RDBMS 與 NoSQL 的比較

RDBMS vs NoSQL

了解 RDBMS 與 SQL 的關係《RDBMS 與 SQL 的差異,他們是一樣的嗎?》之後,讓我們來看看什麼是 NoSQL,並比較 Relation database 與 NoSQL database 的差異。

首先,我們來看看什麼是 Relational Model。

Relational Model & Relational Database

RDBMS 多用關聯式模型 Relational Model 作為儲存資料的結構。

儲存資料的模型 data model 有很多種,像是最早的網狀模型 network model 和層次模型 hierarchical model,以及現在也廣為使用的文件模型 document model。

而目前在 RDBMS 中最廣為人知的資料模型,非關聯式模型 relational model 莫屬。

資料彼此間用關係連結,在 SQL 中稱 tables,每個關聯是複數個 tuples 的非排序集合,在 SQL 中稱 rows。

data is organized into relations (called tables in SQL), where each relation is an unordered collection of tuples (rows in SQL).

NoSQL Database

只有簡單一句
Not Only SQL

所以基本上,只要不是 SQL 的都屬於這一類!

SQL 與 NoSQL 有各自擅長的部分

SQL

關聯式模型可以提供很好的 joins 支援,以及表單中很好的的 many-to-one 和 many-to-many 關聯。

The relational model counters by providing better support for joins, and many-to-one and many-to-many relationships.

NoSQL

而 NoSQL 中常用的文件模型,則是讓 schema 更具彈性,因為 locality 特性所以有較好的效能,而且在某些應用程式中,具有更貼近應用程式資料的結構(相比之下 SQL 就有 impedance mismatch 的問題,所以才會衍生出 ORM)。

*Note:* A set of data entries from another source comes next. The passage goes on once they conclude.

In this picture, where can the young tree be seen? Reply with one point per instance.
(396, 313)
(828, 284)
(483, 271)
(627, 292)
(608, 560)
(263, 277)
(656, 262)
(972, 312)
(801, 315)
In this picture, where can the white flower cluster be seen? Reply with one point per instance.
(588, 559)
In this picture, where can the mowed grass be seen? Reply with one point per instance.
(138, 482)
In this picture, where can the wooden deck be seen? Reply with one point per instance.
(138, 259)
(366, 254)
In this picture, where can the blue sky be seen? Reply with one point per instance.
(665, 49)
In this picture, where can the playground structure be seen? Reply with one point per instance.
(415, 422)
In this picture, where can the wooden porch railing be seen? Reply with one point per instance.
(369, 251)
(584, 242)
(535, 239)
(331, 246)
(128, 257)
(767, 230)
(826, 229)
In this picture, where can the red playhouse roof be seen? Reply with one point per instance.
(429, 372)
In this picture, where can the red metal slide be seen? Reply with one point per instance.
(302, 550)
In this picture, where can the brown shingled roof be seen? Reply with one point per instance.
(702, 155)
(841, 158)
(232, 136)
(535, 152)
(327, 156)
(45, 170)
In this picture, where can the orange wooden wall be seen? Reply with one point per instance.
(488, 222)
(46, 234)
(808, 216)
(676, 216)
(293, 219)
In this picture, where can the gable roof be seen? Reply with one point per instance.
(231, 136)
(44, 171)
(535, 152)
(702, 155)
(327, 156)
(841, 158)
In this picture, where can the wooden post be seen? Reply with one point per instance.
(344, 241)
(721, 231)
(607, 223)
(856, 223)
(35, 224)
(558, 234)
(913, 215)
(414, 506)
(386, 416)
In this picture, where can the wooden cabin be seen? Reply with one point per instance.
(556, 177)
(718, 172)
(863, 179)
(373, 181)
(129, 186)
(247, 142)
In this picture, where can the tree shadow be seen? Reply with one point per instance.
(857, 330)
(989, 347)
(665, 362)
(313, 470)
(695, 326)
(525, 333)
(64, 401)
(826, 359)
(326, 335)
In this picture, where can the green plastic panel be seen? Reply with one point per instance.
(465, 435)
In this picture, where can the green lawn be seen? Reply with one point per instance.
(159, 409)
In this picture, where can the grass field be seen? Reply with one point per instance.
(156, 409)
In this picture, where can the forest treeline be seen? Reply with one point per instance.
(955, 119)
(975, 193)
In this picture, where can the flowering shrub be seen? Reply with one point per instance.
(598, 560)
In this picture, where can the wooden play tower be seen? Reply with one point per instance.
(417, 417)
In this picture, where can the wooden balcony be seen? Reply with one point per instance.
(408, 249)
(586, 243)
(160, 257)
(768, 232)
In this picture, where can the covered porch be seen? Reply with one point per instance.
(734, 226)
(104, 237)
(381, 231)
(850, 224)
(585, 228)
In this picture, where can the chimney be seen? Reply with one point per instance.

The main arguments in favor of the document data model are schema flexibility, better performance due to locality, and that for some applications it is closer to the data structures used by the application.

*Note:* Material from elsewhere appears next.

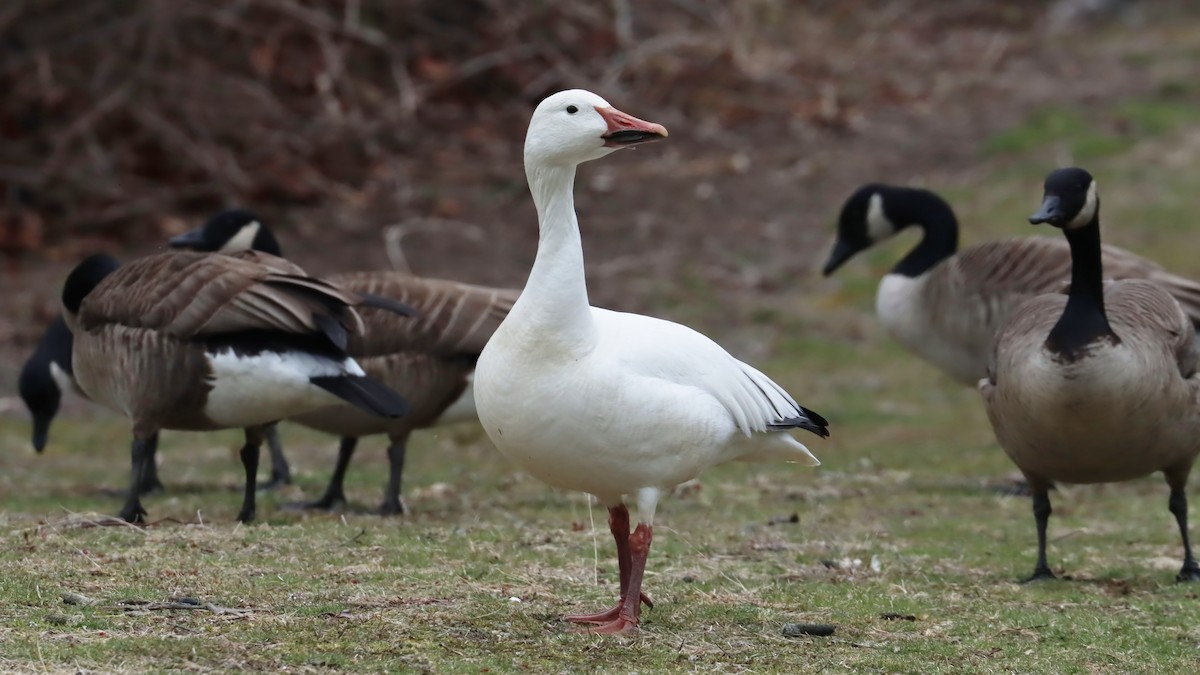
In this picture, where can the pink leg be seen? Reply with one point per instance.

了解以上背景知識後,就藍正是比較兩種 database 囉!

以下為「傳統」的比較,因為隨著時代的演進,其實兩種資料庫之間的界線越來越模糊,Relational Database 添加了許多 NoSQL 資料庫的功能,而 NoSQL 資料庫往往也能做到 Relational Database 的資些功能。

Relational vs NoSQL databases

Aspect covered

Relational database

NoSQL database

Schema structure

schema, predefined schema

This ensures data consistency and integrity but can limit flexibility.

schema-on-write (the traditional approach of relational databases, where the schema is explicit and the database ensures all written data conforms to it)

schemaless or flexible, dynamic schema, there is an implicit schema, but it is not enforced by the database.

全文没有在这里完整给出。